# LLMuxer
[](https://pypi.org/project/llmuxer/)
[](https://www.python.org/downloads/)
[](https://opensource.org/licenses/MIT)
[](https://github.com/mihirahuja1/llmuxer/actions)
[](https://codecov.io/gh/mihirahuja1/llmuxer)
[](https://pepy.tech/project/llmuxer)
[](https://github.com/mihirahuja1/llmuxer/stargazers)

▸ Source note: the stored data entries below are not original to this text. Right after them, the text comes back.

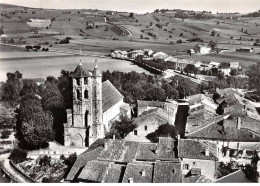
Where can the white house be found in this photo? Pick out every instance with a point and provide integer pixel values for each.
(202, 49)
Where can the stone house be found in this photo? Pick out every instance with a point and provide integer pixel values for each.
(198, 156)
(94, 105)
(116, 161)
(202, 49)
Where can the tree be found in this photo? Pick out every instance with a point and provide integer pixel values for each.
(12, 87)
(123, 126)
(53, 102)
(254, 77)
(213, 44)
(190, 68)
(224, 65)
(165, 130)
(131, 15)
(17, 155)
(33, 126)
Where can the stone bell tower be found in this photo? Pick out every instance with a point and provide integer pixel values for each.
(85, 119)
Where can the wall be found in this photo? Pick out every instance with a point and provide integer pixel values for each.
(152, 124)
(112, 113)
(208, 167)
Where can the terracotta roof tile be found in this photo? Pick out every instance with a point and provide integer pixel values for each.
(134, 170)
(167, 172)
(110, 95)
(80, 71)
(195, 149)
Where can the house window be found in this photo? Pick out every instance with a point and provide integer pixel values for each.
(86, 94)
(185, 166)
(78, 95)
(85, 81)
(78, 81)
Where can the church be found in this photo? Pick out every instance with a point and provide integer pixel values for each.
(95, 106)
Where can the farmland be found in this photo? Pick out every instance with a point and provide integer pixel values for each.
(97, 32)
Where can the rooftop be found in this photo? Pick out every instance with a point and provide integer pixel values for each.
(235, 177)
(195, 149)
(110, 95)
(80, 72)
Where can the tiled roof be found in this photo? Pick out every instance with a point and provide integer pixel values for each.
(91, 154)
(119, 151)
(94, 171)
(197, 122)
(167, 172)
(134, 170)
(110, 95)
(141, 103)
(196, 179)
(146, 152)
(166, 149)
(114, 173)
(228, 131)
(195, 149)
(80, 71)
(235, 177)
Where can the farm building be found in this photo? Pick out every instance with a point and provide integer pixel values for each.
(234, 65)
(244, 49)
(202, 49)
(119, 54)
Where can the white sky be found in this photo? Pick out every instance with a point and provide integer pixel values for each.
(143, 6)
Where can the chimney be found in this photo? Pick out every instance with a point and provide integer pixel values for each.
(207, 152)
(239, 122)
(130, 180)
(105, 145)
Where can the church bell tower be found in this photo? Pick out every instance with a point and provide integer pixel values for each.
(85, 120)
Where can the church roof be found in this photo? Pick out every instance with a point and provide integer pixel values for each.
(80, 71)
(110, 95)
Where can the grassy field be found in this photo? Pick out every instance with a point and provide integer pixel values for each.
(35, 68)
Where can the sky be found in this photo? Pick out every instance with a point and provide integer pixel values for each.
(143, 6)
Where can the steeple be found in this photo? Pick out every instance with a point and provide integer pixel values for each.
(96, 71)
(80, 71)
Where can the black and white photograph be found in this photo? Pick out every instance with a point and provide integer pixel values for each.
(129, 91)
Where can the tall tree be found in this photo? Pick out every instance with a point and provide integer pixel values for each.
(254, 77)
(33, 126)
(52, 101)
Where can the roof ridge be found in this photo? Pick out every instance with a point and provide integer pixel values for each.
(113, 87)
(229, 175)
(206, 126)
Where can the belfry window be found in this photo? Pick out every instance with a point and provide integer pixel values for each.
(78, 81)
(78, 95)
(85, 81)
(86, 94)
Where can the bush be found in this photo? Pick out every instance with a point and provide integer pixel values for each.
(18, 155)
(5, 134)
(64, 41)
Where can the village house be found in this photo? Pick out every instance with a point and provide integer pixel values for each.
(245, 49)
(198, 157)
(202, 49)
(116, 161)
(133, 54)
(95, 104)
(235, 65)
(119, 54)
(160, 56)
(177, 64)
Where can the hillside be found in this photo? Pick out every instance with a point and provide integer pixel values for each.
(103, 31)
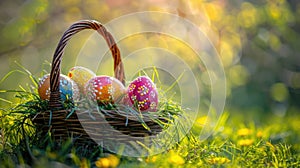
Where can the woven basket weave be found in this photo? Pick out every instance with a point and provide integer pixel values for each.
(64, 123)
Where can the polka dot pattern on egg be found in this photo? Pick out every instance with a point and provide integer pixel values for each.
(143, 94)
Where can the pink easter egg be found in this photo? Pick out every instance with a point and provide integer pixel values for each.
(143, 94)
(104, 89)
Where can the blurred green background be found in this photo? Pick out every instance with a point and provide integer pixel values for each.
(257, 40)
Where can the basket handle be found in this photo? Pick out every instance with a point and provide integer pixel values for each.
(55, 101)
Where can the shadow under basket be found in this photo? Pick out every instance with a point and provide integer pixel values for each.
(83, 125)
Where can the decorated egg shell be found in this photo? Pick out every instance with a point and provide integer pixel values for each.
(67, 87)
(104, 89)
(81, 75)
(143, 94)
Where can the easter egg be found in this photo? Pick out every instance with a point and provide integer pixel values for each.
(143, 94)
(67, 88)
(104, 89)
(81, 75)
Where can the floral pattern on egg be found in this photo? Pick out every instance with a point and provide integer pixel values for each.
(143, 94)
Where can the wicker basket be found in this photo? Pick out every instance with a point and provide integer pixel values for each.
(65, 123)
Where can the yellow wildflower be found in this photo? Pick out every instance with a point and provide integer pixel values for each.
(218, 160)
(84, 163)
(174, 158)
(245, 142)
(244, 132)
(110, 161)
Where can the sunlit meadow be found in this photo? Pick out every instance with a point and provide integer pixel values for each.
(257, 42)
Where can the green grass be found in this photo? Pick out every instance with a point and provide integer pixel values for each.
(240, 140)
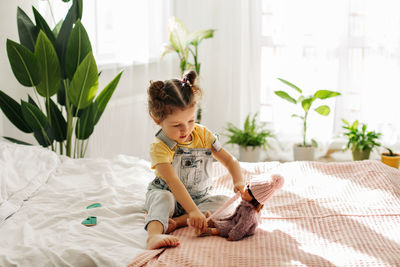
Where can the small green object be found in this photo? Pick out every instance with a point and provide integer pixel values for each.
(95, 205)
(90, 221)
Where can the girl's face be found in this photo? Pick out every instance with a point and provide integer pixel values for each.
(179, 124)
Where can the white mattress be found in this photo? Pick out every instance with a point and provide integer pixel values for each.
(44, 199)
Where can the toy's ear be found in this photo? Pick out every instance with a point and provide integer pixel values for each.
(260, 207)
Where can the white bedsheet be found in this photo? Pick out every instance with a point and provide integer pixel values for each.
(45, 226)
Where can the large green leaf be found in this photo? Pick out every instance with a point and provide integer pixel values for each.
(23, 64)
(85, 124)
(324, 94)
(323, 110)
(13, 112)
(61, 94)
(74, 13)
(78, 47)
(105, 95)
(27, 31)
(50, 71)
(57, 122)
(291, 85)
(57, 28)
(196, 37)
(42, 25)
(285, 96)
(306, 103)
(84, 84)
(34, 116)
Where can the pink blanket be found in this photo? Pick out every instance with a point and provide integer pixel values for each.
(327, 214)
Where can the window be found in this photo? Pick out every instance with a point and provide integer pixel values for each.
(351, 46)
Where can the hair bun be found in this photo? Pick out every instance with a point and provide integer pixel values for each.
(191, 76)
(156, 89)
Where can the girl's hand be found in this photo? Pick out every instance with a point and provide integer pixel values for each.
(198, 220)
(239, 186)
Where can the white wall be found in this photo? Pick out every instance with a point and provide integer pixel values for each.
(125, 126)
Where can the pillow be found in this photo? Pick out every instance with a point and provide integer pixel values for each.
(23, 169)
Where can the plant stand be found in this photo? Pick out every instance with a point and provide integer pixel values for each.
(392, 161)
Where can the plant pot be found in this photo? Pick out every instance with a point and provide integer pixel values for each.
(392, 161)
(303, 153)
(361, 154)
(249, 153)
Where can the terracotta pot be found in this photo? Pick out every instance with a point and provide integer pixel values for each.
(392, 161)
(303, 153)
(249, 153)
(361, 154)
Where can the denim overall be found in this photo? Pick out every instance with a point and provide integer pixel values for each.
(193, 166)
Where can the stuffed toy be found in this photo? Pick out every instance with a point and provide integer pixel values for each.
(244, 221)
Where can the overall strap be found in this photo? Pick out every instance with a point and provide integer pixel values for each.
(165, 139)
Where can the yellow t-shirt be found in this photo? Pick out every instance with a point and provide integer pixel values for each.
(160, 152)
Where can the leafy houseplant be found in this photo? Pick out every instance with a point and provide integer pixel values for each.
(391, 159)
(60, 67)
(360, 141)
(306, 103)
(186, 43)
(250, 139)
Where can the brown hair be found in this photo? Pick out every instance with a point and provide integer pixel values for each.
(164, 97)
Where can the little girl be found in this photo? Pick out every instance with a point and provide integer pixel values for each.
(244, 221)
(182, 155)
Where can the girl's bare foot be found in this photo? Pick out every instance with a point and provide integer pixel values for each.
(161, 240)
(171, 226)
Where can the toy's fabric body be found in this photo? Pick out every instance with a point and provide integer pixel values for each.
(242, 223)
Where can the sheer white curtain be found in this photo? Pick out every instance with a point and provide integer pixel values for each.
(229, 61)
(350, 46)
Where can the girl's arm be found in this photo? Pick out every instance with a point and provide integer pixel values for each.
(231, 163)
(168, 174)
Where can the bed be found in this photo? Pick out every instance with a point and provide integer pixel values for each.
(327, 214)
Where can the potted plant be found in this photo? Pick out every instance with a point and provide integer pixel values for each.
(391, 159)
(250, 139)
(360, 141)
(186, 43)
(306, 150)
(60, 68)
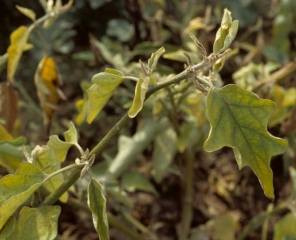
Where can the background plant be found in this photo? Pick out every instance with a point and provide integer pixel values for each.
(177, 112)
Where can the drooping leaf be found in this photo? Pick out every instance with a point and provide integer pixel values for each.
(18, 41)
(7, 228)
(133, 181)
(27, 12)
(13, 194)
(285, 227)
(45, 159)
(10, 150)
(97, 204)
(37, 223)
(165, 147)
(129, 148)
(8, 105)
(239, 120)
(152, 61)
(99, 93)
(226, 33)
(48, 81)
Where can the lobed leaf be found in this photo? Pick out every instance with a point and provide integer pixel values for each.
(226, 33)
(37, 223)
(104, 84)
(140, 95)
(27, 12)
(239, 120)
(18, 42)
(152, 61)
(97, 204)
(16, 189)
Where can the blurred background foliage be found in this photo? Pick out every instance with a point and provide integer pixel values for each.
(96, 34)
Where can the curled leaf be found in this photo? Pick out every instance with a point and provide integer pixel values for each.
(48, 81)
(226, 33)
(239, 120)
(18, 42)
(140, 95)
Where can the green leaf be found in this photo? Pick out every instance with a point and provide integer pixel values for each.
(97, 204)
(140, 95)
(37, 223)
(285, 227)
(99, 93)
(59, 147)
(226, 33)
(13, 194)
(27, 12)
(7, 228)
(152, 61)
(71, 135)
(239, 120)
(165, 147)
(18, 42)
(133, 181)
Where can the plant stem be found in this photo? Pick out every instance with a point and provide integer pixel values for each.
(187, 211)
(111, 219)
(53, 197)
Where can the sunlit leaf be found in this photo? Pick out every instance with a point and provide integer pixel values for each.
(97, 204)
(139, 98)
(37, 223)
(10, 150)
(13, 194)
(99, 93)
(7, 228)
(27, 12)
(152, 61)
(165, 147)
(18, 41)
(285, 227)
(133, 181)
(48, 81)
(226, 33)
(238, 120)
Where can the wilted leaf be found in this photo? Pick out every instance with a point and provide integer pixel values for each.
(226, 33)
(99, 93)
(13, 194)
(18, 41)
(152, 61)
(285, 227)
(7, 228)
(27, 12)
(165, 147)
(10, 150)
(97, 204)
(129, 148)
(48, 81)
(133, 181)
(37, 223)
(139, 98)
(8, 105)
(238, 120)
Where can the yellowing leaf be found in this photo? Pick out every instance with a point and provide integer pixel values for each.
(140, 94)
(27, 12)
(18, 41)
(239, 120)
(99, 93)
(16, 189)
(47, 81)
(97, 204)
(226, 33)
(37, 223)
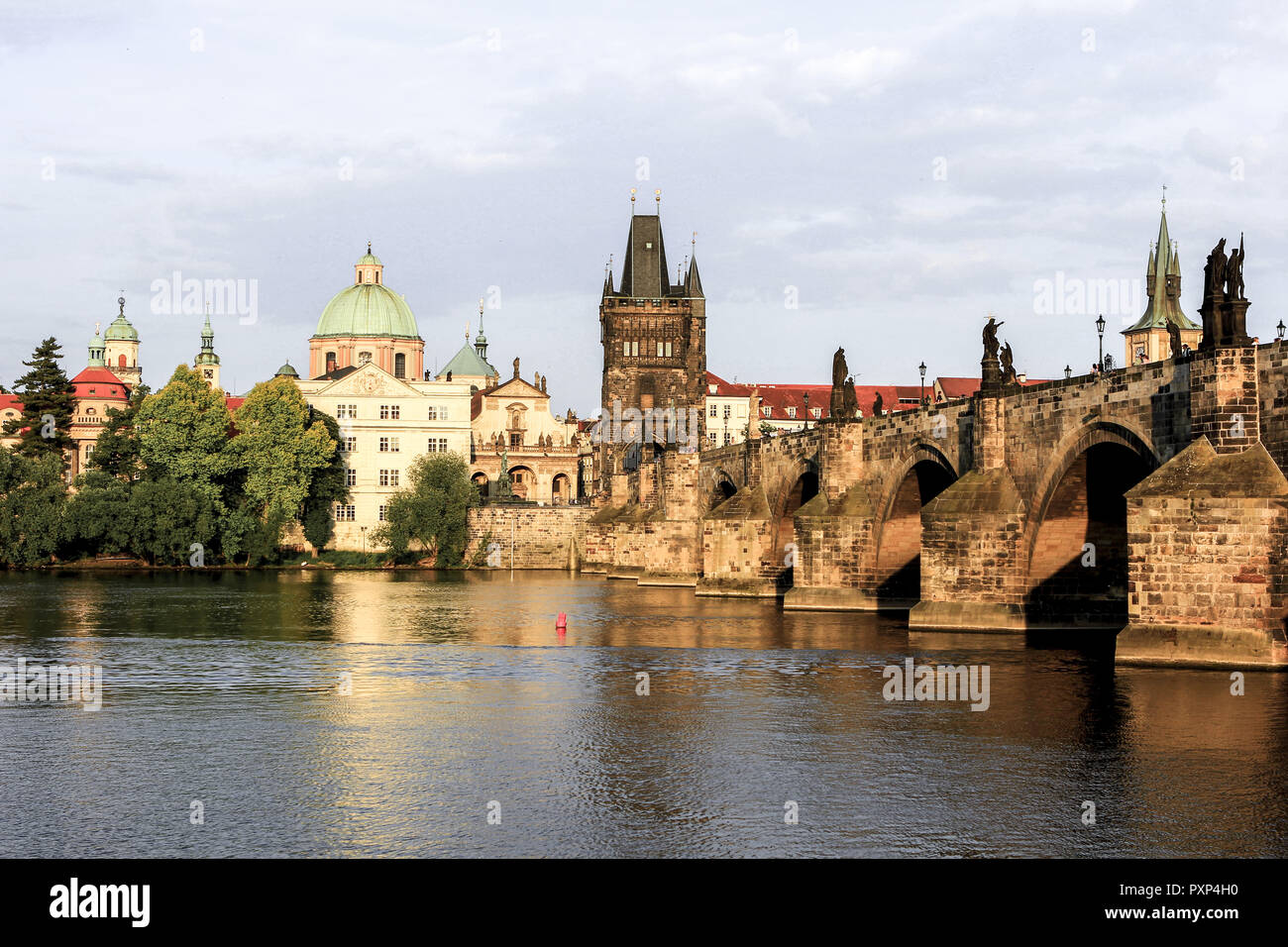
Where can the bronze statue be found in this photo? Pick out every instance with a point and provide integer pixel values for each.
(849, 399)
(1008, 364)
(1234, 272)
(1214, 273)
(991, 338)
(838, 372)
(1173, 337)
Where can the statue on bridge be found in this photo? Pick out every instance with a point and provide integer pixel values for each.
(1234, 272)
(836, 408)
(849, 399)
(1009, 376)
(1225, 308)
(1173, 337)
(991, 347)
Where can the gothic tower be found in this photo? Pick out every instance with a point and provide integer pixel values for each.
(655, 337)
(206, 361)
(1147, 341)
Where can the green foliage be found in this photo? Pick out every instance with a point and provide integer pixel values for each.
(430, 514)
(116, 453)
(327, 488)
(33, 501)
(166, 517)
(278, 450)
(48, 399)
(183, 434)
(95, 522)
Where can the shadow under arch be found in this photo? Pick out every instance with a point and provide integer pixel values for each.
(1074, 545)
(922, 474)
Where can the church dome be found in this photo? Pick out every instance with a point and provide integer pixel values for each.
(369, 308)
(121, 330)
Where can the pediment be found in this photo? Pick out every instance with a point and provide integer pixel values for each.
(370, 380)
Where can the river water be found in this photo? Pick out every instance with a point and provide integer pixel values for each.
(473, 729)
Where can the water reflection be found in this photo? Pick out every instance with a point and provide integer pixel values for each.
(224, 686)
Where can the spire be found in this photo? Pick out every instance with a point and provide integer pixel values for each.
(481, 341)
(694, 282)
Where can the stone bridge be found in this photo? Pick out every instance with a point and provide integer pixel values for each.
(1147, 501)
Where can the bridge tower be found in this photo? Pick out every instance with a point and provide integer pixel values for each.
(655, 337)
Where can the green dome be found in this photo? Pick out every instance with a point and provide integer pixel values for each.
(120, 330)
(368, 309)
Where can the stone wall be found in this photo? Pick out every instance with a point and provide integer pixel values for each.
(544, 538)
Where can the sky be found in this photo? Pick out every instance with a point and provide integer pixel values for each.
(876, 176)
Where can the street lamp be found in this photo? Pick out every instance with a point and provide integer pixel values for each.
(1100, 331)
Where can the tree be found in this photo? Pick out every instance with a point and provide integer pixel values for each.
(432, 512)
(183, 433)
(48, 401)
(33, 497)
(278, 447)
(116, 453)
(327, 488)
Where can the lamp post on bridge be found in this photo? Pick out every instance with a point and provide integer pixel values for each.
(1100, 331)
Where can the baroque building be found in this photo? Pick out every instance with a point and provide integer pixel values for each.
(655, 338)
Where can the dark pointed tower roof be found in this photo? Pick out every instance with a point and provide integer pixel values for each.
(1164, 275)
(644, 273)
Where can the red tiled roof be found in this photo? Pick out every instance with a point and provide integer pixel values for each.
(99, 382)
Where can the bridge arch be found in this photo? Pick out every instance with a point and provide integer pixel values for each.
(921, 474)
(798, 487)
(1074, 543)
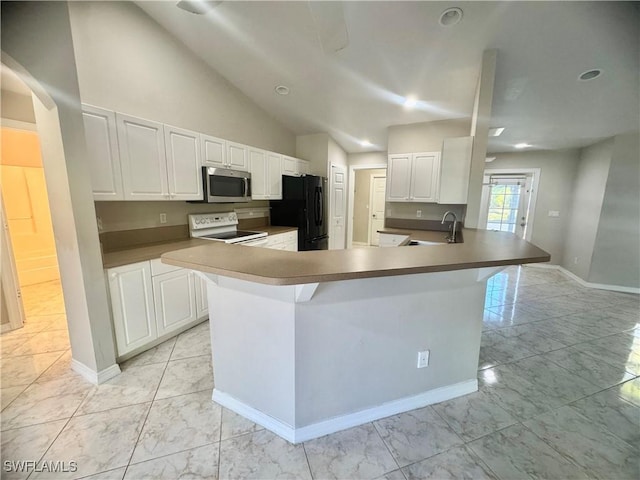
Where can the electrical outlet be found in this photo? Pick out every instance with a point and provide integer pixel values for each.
(423, 359)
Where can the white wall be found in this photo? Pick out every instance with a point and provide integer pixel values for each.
(315, 149)
(554, 192)
(36, 36)
(367, 158)
(616, 253)
(425, 136)
(17, 107)
(480, 131)
(128, 63)
(588, 195)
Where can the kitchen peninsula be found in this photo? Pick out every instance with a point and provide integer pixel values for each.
(309, 343)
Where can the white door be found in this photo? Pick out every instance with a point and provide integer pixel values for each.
(507, 203)
(424, 177)
(175, 300)
(376, 222)
(337, 207)
(143, 158)
(183, 163)
(134, 316)
(11, 308)
(102, 153)
(398, 177)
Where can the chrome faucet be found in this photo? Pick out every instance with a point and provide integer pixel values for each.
(452, 237)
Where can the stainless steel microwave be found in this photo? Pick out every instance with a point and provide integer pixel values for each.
(221, 185)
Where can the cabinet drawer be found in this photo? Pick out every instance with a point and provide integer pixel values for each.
(158, 268)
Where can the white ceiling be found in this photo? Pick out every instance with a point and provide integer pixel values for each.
(395, 49)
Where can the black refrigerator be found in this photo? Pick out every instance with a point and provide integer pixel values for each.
(303, 206)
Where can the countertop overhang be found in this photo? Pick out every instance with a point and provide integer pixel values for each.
(480, 249)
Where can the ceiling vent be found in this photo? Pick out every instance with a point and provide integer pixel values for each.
(199, 7)
(590, 74)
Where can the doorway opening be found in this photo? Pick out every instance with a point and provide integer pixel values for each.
(28, 231)
(366, 204)
(508, 201)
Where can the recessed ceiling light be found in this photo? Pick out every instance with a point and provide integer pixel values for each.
(590, 74)
(450, 17)
(410, 102)
(199, 7)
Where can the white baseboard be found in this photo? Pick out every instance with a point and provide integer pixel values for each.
(584, 283)
(336, 424)
(92, 376)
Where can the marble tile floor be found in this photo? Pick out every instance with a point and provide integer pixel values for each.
(559, 397)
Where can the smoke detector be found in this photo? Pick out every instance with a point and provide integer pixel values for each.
(451, 16)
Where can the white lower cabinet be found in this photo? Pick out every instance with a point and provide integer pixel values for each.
(174, 295)
(283, 241)
(202, 303)
(150, 300)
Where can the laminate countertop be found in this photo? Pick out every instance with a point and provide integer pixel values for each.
(481, 248)
(141, 253)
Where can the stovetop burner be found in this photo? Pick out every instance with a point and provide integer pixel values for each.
(230, 235)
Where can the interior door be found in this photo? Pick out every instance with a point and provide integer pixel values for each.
(338, 207)
(11, 308)
(376, 222)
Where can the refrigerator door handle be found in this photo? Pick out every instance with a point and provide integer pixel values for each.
(318, 209)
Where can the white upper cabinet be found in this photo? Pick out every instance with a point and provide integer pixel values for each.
(103, 154)
(214, 151)
(258, 169)
(183, 163)
(399, 178)
(237, 156)
(413, 177)
(455, 166)
(143, 157)
(274, 176)
(424, 177)
(266, 181)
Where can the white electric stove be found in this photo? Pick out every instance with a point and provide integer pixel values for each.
(223, 227)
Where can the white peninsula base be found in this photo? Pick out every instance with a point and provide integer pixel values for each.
(307, 360)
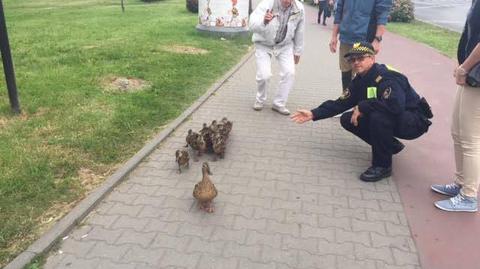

**Find the cheapest LLM that meets your quality bar** *(Currently supports classification tasks only)*
## Quick Start
[](https://colab.research.google.com/github/mihirahuja1/llmuxer/blob/main/examples/quickstart.ipynb)
```python
import llmuxer
# Example: Classify sentiment with 90% accuracy requirement
examples = [
{"input": "This product is amazing!", "label": "positive"},
{"input": "Terrible service", "label": "negative"},
{"input": "It's okay", "label": "neutral"}
]
result = llmuxer.optimize_cost(
baseline="gpt-4",
examples=examples,
task="classification", # Currently only classification is supported
options=["positive", "negative", "neutral"],
min_accuracy=0.9 # Require 90% accuracy
)
print(result)
# Takes ~30-60 seconds for small datasets, ~10-15 minutes for 1k samples
```
### Example Output
```python
{
"model": "anthropic/claude-3-haiku",
"accuracy": 0.92,
"cost_per_million": 0.25,
"cost_savings": 0.975, # 97.5% cheaper than GPT-4
"baseline_cost_per_million": 10.0,
"tokens_evaluated": 1500
}
```
## The Problem
You're using GPT-4 for classification. It works well but costs $20/million tokens. Could GPT-3.5 do just as well for $0.50? What about Claude Haiku at $0.25? Or Llama-3.1 at $0.06?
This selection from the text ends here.